Can I use my own features instead of the standard ``WORC`` features?
^^^^^^^^^^^^^^^^^^^^^^^^^^^^^^^^^^^^^^^^^^^^^^^^^^^^^^^^^^^^^^^^^^^^^
``WORC`` also includes an option to use your own features instead of the default
features included. ``WORC`` will than simply start at the data mining
(e.g. classification, regression) step, and thus after the normal
feature extraction. This requires three things


1. Convert your features to the default ``WORC`` format
"""""""""""""""""""""""""""""""""""""""""""""""""""""""""
``WORC`` expects your features per patient in a .hdf5 file, containing a ``pandas`` series
with at least a ``feature_values`` and a ``feature_labels`` object. The
``feature_values`` object should be a list containing your feature values,
the ``feature_labels`` object a list with the corresponding featuree labels.
Below an example on how to create such a series.

.. code-block:: python

  # Dummy variables
  feature_values = [1, 1.5, 25, 8]
  feature_labels = ['label_feature_1', 'label_feature_2', 'label_feature_3',
                    'label_feature_4']

  # Output filename
  output = 'test.hdf5'

  # Converting features to pandas series and saving
  panda_data = pd.Series([feature_values,
                          feature_labels],
                         index=['feature_values', 'feature_labels'],
                         name='Image features'
                         )

  panda_data.to_hdf(output, 'image_features')

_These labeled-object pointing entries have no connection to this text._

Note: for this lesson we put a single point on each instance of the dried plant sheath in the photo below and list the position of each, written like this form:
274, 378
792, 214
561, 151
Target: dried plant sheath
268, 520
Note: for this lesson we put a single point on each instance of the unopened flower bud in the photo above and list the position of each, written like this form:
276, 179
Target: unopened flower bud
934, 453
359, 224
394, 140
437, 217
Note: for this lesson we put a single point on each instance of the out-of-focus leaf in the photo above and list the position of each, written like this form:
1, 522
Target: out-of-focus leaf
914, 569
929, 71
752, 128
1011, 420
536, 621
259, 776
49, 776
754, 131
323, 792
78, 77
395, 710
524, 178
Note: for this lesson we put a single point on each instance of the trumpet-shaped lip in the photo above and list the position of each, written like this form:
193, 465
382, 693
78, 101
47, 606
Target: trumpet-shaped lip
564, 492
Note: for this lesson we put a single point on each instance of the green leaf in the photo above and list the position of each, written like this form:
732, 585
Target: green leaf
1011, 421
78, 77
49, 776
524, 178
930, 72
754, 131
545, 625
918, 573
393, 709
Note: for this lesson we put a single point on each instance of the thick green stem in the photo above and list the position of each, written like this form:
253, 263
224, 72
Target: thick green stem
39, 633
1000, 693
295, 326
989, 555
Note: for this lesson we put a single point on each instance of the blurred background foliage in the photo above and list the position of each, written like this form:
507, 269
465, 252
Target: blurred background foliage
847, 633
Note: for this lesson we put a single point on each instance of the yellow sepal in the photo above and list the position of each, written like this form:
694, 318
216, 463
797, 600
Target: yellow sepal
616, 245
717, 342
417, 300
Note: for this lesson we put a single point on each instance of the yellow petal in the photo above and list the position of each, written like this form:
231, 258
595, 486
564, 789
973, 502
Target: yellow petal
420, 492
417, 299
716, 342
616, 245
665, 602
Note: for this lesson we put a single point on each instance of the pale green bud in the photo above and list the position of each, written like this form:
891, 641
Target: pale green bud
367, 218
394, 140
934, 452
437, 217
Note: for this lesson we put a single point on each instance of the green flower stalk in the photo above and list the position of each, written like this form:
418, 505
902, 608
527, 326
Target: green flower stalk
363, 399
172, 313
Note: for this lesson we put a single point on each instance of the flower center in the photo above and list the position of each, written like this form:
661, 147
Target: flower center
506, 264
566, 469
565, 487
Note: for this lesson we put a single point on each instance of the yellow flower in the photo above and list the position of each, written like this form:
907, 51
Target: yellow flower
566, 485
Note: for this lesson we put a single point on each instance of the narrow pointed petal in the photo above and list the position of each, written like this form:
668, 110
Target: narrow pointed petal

2. Alter feature selection on the feature labels
"""""""""""""""""""""""""""""""""""""""""""""""""""
``WORC`` by default includes groupwise feature selection, were groups of
features are randomly turned on or off. Since your feature labels are probably
not in the default included values, you should turn this of. This can be done
by setting the ``config['Featsel']['GroupwiseSearch']`` to ``"False"``.

Alternatively, you can use default feature labels in ``WORC`` and still use
the groupwise feature selection. This is relatively simple: for example,
shape features are recognized by looking for ``"sf_"`` in the feature label
name. To see which labels are exactly used, please see
:py:mod:`WORC.featureprocessing.SelectGroups` and the SelectFeatGroup section in the
:ref:`Config chapter <config-chapter>`.

3. Tell ``WORC`` to use your feature and not compute the default ones
"""""""""""""""""""""""""""""""""""""""""""""""""""""""""""""""""""""
To this end, ``SimpleWORC``, and therefore also ``BasicWORC``, include the
function ``features_from_this_directory()``. See also the
:ref:`quick start guide <quickstart-chapter>`. As explained in the WORCTutorial,
a default structure of your ``featuresdatadir`` folder is expected in this
function: there should be a subfolder for each patient, in which the feature
file should be. The feature file can have a fixed name, but wildcard are
allowed in the search, see also the documentation of the ``features_from_this_directory()``
function.

Altneratively, when using ``BasicWORC``, you can append dictionaries to the
``features_train`` object. Each dictionary you append should have as keys
the patient names, and as values the paths to the feature files, e.g.
``feature_dict = {'Patient1': '/path/to/featurespatient1.hdf5',
'Patient2': '/path/to/someotherrandandomfolderwith/featurespatient2.hdf5'...}``.